From a technical side of things, these tea cakes are essentially financier, but I replaced a decent portion of the almond flour and brown butter with almond butter, since I had a lot of almond butter on hand that I needed to get rid of. The benefits of using almond butter in place of some of the brown butter and almond flour is that it does substitute both pretty effectively, while keeping the cakes moist through the baking process. I went with Assam tea leaves because I love the earthiness of Assam tea, and it pairs beautifully with persimmon. The persimmon, I treated basically the same way you treat fruit in a tarte tatin.

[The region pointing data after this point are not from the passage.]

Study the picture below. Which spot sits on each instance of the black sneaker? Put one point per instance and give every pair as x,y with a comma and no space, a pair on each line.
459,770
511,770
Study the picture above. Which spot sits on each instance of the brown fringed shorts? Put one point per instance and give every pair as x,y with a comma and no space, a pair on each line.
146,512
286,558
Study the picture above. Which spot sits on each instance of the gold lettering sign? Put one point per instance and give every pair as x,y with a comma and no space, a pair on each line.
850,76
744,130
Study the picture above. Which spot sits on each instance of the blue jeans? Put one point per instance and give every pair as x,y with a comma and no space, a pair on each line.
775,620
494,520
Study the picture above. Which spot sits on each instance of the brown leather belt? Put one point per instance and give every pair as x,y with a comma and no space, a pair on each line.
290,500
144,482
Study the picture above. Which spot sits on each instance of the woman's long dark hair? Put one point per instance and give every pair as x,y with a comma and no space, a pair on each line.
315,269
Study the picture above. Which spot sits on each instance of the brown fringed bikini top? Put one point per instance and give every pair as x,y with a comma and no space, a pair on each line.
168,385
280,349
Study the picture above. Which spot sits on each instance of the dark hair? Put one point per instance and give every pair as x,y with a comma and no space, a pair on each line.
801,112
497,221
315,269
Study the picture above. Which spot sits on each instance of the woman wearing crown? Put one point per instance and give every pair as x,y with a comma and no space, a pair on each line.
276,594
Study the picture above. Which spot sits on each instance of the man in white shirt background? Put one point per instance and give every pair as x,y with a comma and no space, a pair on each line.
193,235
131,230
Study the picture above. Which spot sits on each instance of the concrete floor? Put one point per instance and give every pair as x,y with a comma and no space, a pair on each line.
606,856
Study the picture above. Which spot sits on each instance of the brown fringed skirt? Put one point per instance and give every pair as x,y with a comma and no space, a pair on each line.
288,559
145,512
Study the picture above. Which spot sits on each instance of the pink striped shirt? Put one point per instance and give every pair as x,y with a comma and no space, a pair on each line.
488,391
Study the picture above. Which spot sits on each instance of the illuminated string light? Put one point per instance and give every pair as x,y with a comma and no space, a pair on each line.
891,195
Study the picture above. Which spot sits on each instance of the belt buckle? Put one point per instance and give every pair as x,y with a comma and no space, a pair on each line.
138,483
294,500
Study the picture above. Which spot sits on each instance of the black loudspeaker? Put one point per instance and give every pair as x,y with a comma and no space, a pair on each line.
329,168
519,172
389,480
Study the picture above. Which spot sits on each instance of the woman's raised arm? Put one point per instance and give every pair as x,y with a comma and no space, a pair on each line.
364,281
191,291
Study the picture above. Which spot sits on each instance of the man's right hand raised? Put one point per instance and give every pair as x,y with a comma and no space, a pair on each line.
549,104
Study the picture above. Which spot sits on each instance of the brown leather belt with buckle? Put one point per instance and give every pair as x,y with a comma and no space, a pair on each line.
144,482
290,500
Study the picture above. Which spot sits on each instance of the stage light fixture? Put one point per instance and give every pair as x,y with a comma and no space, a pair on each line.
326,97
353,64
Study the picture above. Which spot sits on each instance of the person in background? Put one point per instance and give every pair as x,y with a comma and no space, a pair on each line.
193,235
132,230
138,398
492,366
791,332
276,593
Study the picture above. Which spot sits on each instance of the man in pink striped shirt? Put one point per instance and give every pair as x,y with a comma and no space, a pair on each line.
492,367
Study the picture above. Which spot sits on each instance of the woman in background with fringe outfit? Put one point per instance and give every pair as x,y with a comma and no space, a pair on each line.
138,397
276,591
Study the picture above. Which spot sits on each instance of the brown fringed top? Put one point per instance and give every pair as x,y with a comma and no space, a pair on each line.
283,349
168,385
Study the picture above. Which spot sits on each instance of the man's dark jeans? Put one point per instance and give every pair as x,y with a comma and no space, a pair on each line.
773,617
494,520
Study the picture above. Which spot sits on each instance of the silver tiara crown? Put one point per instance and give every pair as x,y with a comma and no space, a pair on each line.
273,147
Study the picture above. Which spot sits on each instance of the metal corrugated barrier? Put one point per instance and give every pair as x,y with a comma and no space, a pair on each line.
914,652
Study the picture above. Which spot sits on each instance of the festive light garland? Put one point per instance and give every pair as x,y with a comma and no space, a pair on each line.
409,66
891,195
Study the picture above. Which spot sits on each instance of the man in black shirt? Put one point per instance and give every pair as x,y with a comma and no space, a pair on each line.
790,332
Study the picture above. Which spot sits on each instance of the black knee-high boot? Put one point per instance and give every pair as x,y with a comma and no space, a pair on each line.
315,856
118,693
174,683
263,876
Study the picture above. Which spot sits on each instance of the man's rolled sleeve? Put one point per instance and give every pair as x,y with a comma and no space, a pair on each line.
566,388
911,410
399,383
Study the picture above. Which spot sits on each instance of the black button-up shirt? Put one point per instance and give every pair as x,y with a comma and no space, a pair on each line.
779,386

You make a caramel, sear the shit out of the fruit in the caramel, and then bake it. In this case, I used smaller wedges of the persimmon, so that the moisture gets cooked out faster, since baking fresh persimmon into the financier could add anywhere from 5 to 10 minutes of extra baking time, and you can still run the risk of the cake coming out really dry around the edges where the fruit is not in the batter. By caramelizing the persimmon first, you eliminate that variable, which I personally appreciate!

Makes 12 cakes:
For the caramelized persimmon:
5 persimmons, cut into 8 wedges each
1 tbsp unsalted butter
1/4 cup granulated sugar
a pinch of salt

In a pan, melt down the butter, sugar, and salt. Once the sugar has fully caramelized and turned to an amber brown color, add in the persimmons. Sear the persimmons in the caramel, on low heat, for 3 minutes on each side. Allow the fruit to fully cool on a nonstick surface before embedding into the financier batter.

For the financier batter:
2 bags Assam tea leaves
1/4 cup water
1/3 cup granulated sugar
3 egg whites
1 tsp vanilla extract
5oz almond butter
1/4 cup almond flour
3 tbsp brown butter
1 tsp miso paste
a pinch of ground cinnamon
1/4 cup all-purpose flour
1 tsp baking powder
Caramelized persimmons

In a pot, heat up the tea leaves with water and sugar first. Once the liquid reaches a dark brown color, remove the tea and continue to reduce the mixture into a thick syrup. Whisk the egg whites until frothy first, then pour in the syrup, continuing to whisk until combined. Then add into that the vanilla extract. In another bowl, mix together the almond butter, almond flour, brown butter, miso paste, and cinnamon first. Sift into the almond bowl your flour and baking powder, then fold into that the whipped egg whites to form your batter. Line 12 cupcake tins with cooking spray or butter, then pour in the batter, filling each cavity up about half way with the batter. Press into each tin roughly 3 slices of the persimmon. Bake the financier at 375 degrees F for 20 minutes. Allow them to fully cool before removing them from the tins.

For the miso tea sugar:
1 tsp miso paste
1 bag Assam tea leaves
1/3 cup granulated sugar

Spread the miso paste onto a nonstick baking surface. Bake at 375 degrees F for 10 minutes. Puree the paste, tea leaves, and sugar into a fine powder. Dust the tops of the tea cakes.